In this solution, again the commands are committed as data but the execution is not done by the validating replicas. The validating replicas just act as a data availability layer for the commands.

Instead of using games and fraud proofs to verify execution it is possible to leverage succinct non-interactive proofs (PCP, Groth 2010, Groth 2016, Ben-Sasson, Chiesa, Tromer, Virza 2013-2019, survey). These cryptographic techniques allow a prover to generate very short proofs that can be efficiently verified with high cryptographic soundness and completeness. Execution (and proof generation) need to happen only at one entity. Once a short proof exists, then the validating replicas of the execution engine just need to validate the short proof instead of re-executing the long transactions. In Bitcoin, this approach was proposed by Maxwell (see CoinWitness, 2013) as a way to improve “Bitcoin’s scalability and securely integrate new and innovative alternative transaction methods and expand Bitcoin’s zero-trust nature to more types of transactions.” Zexe uses this approach to build a nano-kernel based proof system that allows private transactions in the UTXO setting.

This approach for scaling transactions is highlighted in Buterin’s zk-roll-up post. See podcasts by Ben-Sasson and Gluchowski and videos by Gluchowski and Buterin for a way to add privacy (zero knowledge) to the succinct proofs (zk zk rollups). Gluchowski wrote a survey/comparison on optimistic and zk rollups and recently an announcement on ZK Sync.

Using a succinct proof has a huge advantage: once the proof is created, the cost of verification is very low. The disadvantage is that creating the proof of execution of the commands is often significantly more resource consuming than just executing the commands (both in terms of CPU and in terms of memory). Another disadvantage is that these protocols add non-trivial complexity. Moreover, succinct proofs come in several flavors, some of these flavors require non-trivial trusted setup ceremonies.

Rollups aim to remove the execution bottleneck, but they do not change the data bottleneck.

Executing (validating) requires state or can it be stateless?
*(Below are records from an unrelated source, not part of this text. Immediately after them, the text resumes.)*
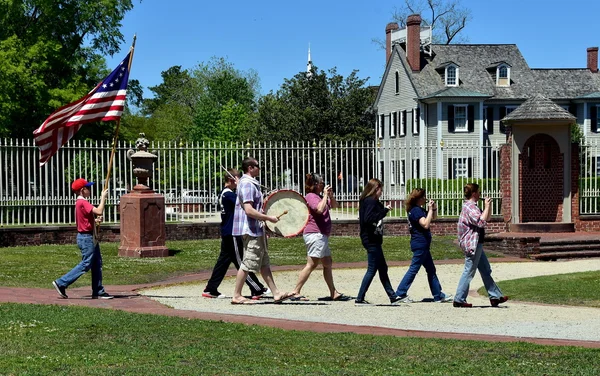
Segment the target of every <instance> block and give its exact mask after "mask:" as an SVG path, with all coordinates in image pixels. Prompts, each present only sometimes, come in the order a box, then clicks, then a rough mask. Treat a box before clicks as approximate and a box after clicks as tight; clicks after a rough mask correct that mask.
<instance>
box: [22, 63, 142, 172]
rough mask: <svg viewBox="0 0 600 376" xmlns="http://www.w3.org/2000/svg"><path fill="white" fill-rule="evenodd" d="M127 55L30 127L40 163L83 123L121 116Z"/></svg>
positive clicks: (124, 96)
mask: <svg viewBox="0 0 600 376" xmlns="http://www.w3.org/2000/svg"><path fill="white" fill-rule="evenodd" d="M129 55H130V54H127V57H126V58H125V59H124V60H123V61H121V64H119V66H118V67H117V68H116V69H115V70H114V71H113V72H112V73H111V74H110V75H108V76H107V77H106V78H105V79H104V81H102V82H101V83H99V84H98V85H97V86H96V87H95V88H94V89H93V90H92V91H90V92H89V93H88V94H87V95H86V96H85V97H83V98H81V99H79V100H77V101H75V102H73V103H70V104H68V105H66V106H63V107H61V108H59V109H58V110H56V111H54V112H53V113H52V114H51V115H50V116H49V117H48V118H47V119H46V120H45V121H44V123H42V125H41V126H40V127H39V128H38V129H36V130H35V131H33V135H34V140H35V143H36V145H37V146H38V148H39V149H40V166H43V165H44V164H46V162H48V160H49V159H50V158H51V157H52V156H53V155H54V154H56V152H57V151H58V149H60V148H61V147H62V146H63V145H64V144H66V143H67V142H68V141H69V140H70V139H71V138H73V136H74V135H75V133H77V131H78V130H79V129H80V128H81V126H82V125H83V124H85V123H91V122H96V121H111V120H119V119H120V118H121V114H122V113H123V108H124V106H125V98H126V96H127V81H128V80H129V72H128V70H127V65H128V62H129Z"/></svg>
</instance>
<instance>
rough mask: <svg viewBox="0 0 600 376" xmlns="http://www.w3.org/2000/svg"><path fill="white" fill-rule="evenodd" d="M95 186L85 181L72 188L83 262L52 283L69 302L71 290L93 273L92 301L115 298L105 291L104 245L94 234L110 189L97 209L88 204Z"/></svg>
mask: <svg viewBox="0 0 600 376" xmlns="http://www.w3.org/2000/svg"><path fill="white" fill-rule="evenodd" d="M93 184H94V183H93V182H88V181H87V180H85V179H81V178H80V179H77V180H75V181H74V182H73V183H72V184H71V189H72V190H73V193H75V194H76V195H77V200H76V201H75V221H76V223H77V246H78V247H79V249H80V250H81V262H80V263H79V264H77V265H76V266H75V267H74V268H73V269H71V271H70V272H68V273H67V274H65V275H63V276H62V277H60V278H59V279H57V280H56V281H53V282H52V285H53V286H54V288H55V289H56V292H58V295H60V297H61V298H63V299H67V298H68V296H67V293H66V290H67V287H69V285H71V284H72V283H73V282H75V281H76V280H77V279H78V278H79V277H81V276H82V275H83V274H84V273H85V272H87V271H88V270H90V269H91V270H92V299H98V298H100V299H112V298H113V297H112V295H109V294H108V293H107V292H106V291H104V286H102V255H101V254H100V245H99V244H98V241H97V240H96V238H95V234H94V231H95V227H96V223H100V222H102V212H103V211H104V203H105V202H106V197H107V196H108V189H105V190H104V191H102V196H101V197H100V205H98V207H95V206H94V205H92V204H90V203H89V201H88V198H89V197H90V187H91V186H92V185H93Z"/></svg>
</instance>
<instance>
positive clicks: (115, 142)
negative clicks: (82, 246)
mask: <svg viewBox="0 0 600 376" xmlns="http://www.w3.org/2000/svg"><path fill="white" fill-rule="evenodd" d="M136 39H137V37H136V35H135V34H134V35H133V43H132V44H131V47H130V48H129V52H130V53H131V54H130V55H129V62H128V63H127V72H129V73H131V62H132V61H133V52H134V50H135V40H136ZM125 100H127V98H125ZM120 126H121V117H119V118H118V119H117V127H116V128H115V136H114V137H113V148H112V151H111V152H110V159H109V161H108V170H107V172H106V179H105V180H104V184H103V186H102V192H104V191H105V190H106V189H108V180H109V179H110V172H111V169H112V164H113V160H114V158H115V151H116V150H117V140H118V138H119V128H120ZM99 232H100V223H99V222H96V226H94V244H98V233H99Z"/></svg>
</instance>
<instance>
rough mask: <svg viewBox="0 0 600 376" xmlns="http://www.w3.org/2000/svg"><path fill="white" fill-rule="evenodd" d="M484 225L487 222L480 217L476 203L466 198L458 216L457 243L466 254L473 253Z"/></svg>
mask: <svg viewBox="0 0 600 376" xmlns="http://www.w3.org/2000/svg"><path fill="white" fill-rule="evenodd" d="M486 225H487V222H486V221H484V220H483V219H481V209H479V207H478V206H477V203H475V202H473V201H471V200H466V201H465V202H464V204H463V209H462V211H461V212H460V217H459V218H458V244H459V245H460V247H461V248H462V250H463V252H464V253H465V254H466V255H467V256H470V255H472V254H473V253H475V250H476V249H477V244H478V243H479V235H480V233H481V230H482V229H483V228H485V226H486ZM482 240H483V239H482Z"/></svg>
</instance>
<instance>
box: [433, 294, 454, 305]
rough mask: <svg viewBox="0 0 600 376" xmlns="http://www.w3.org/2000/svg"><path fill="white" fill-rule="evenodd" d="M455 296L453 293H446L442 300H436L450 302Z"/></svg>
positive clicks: (443, 301) (443, 302)
mask: <svg viewBox="0 0 600 376" xmlns="http://www.w3.org/2000/svg"><path fill="white" fill-rule="evenodd" d="M453 298H454V297H453V296H452V294H444V297H443V298H442V299H440V300H436V301H435V302H436V303H450V302H451V301H452V299H453Z"/></svg>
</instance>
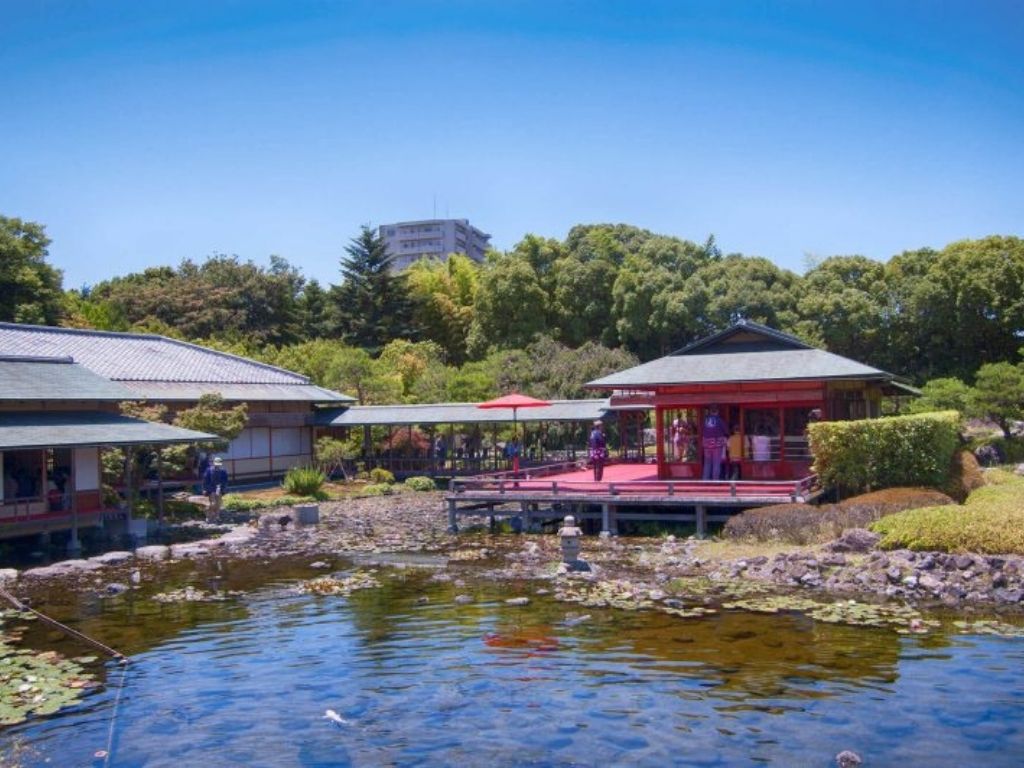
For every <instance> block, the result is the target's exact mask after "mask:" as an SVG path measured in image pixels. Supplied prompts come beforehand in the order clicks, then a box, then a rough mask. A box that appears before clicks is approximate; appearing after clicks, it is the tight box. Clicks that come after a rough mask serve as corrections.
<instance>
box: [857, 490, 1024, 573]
mask: <svg viewBox="0 0 1024 768" xmlns="http://www.w3.org/2000/svg"><path fill="white" fill-rule="evenodd" d="M988 474H991V473H986V477H987V475H988ZM1005 474H1009V473H1005ZM1011 477H1013V476H1012V475H1011ZM999 480H1000V481H999V483H998V484H994V485H985V486H984V487H981V488H978V489H977V490H975V492H974V493H973V494H971V496H970V497H968V500H967V502H966V503H965V504H964V505H963V506H945V507H926V508H924V509H914V510H908V511H906V512H900V513H899V514H895V515H892V516H890V517H886V518H885V519H882V520H879V521H878V522H876V523H874V524H872V525H871V529H872V530H874V531H876V532H878V534H881V535H882V541H881V542H880V543H879V546H880V547H883V548H885V549H912V550H925V551H939V552H977V553H980V554H1024V478H1020V477H1013V479H1009V478H1006V477H1000V478H999Z"/></svg>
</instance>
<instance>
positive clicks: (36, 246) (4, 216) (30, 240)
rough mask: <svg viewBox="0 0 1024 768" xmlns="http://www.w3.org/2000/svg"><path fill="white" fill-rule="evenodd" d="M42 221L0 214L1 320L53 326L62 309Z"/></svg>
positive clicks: (61, 310)
mask: <svg viewBox="0 0 1024 768" xmlns="http://www.w3.org/2000/svg"><path fill="white" fill-rule="evenodd" d="M49 245H50V240H49V238H47V237H46V230H45V228H44V227H43V226H42V225H41V224H36V223H34V222H32V221H23V220H22V219H18V218H8V217H6V216H0V321H2V322H5V323H33V324H36V325H43V326H55V325H56V324H57V321H59V319H60V315H61V312H62V299H63V296H62V293H61V288H60V280H61V275H60V270H59V269H55V268H54V267H52V266H50V265H49V264H47V263H46V257H47V255H48V251H47V250H46V249H47V248H48V246H49Z"/></svg>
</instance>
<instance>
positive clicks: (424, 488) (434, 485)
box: [406, 477, 437, 490]
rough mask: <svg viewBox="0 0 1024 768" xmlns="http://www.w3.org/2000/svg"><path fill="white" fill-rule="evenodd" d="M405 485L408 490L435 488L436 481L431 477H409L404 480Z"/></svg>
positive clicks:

Yet another challenge for execution is that it requires not only the command but also the existing state. For example, in Ethereum a full node requires hundreds of gigabytes and an archive requires a few terabytes. In Bitcoin, a full node also requires hundreds of gigabytes. Having a large state increases the barrier to entry and significantly slows down the rate at which a new node can start validating commands. This is particularly challenging in a sharding solution where there is a need to shuffle validators around to reduce the power of an adaptive adversary. If the state of each shard is large then the time it takes to sync with the state becomes a barrier to the speed at which validators can be shuffled between shards.

So reducing the amount of data needed for validation allows for a more secure sharing which in turn allows for more scalability. One approach is to have the command to contain cryptographic proofs of all the data that it needs for validation. This is the idea of stateless clients and can be implemented with Merkle Tree Proofs. New cryptographic techniques allow for ever more efficient stateless validation. For example, see Coda. Alin’s podcast is a great introduction and contains many links.

Acknowledgment. We would like to thank Ling Ren, Kartik Nayak, Alin Tomescu, Pratyush Mishra, Louis Guthmann, and John Adler for helpful feedback on this post.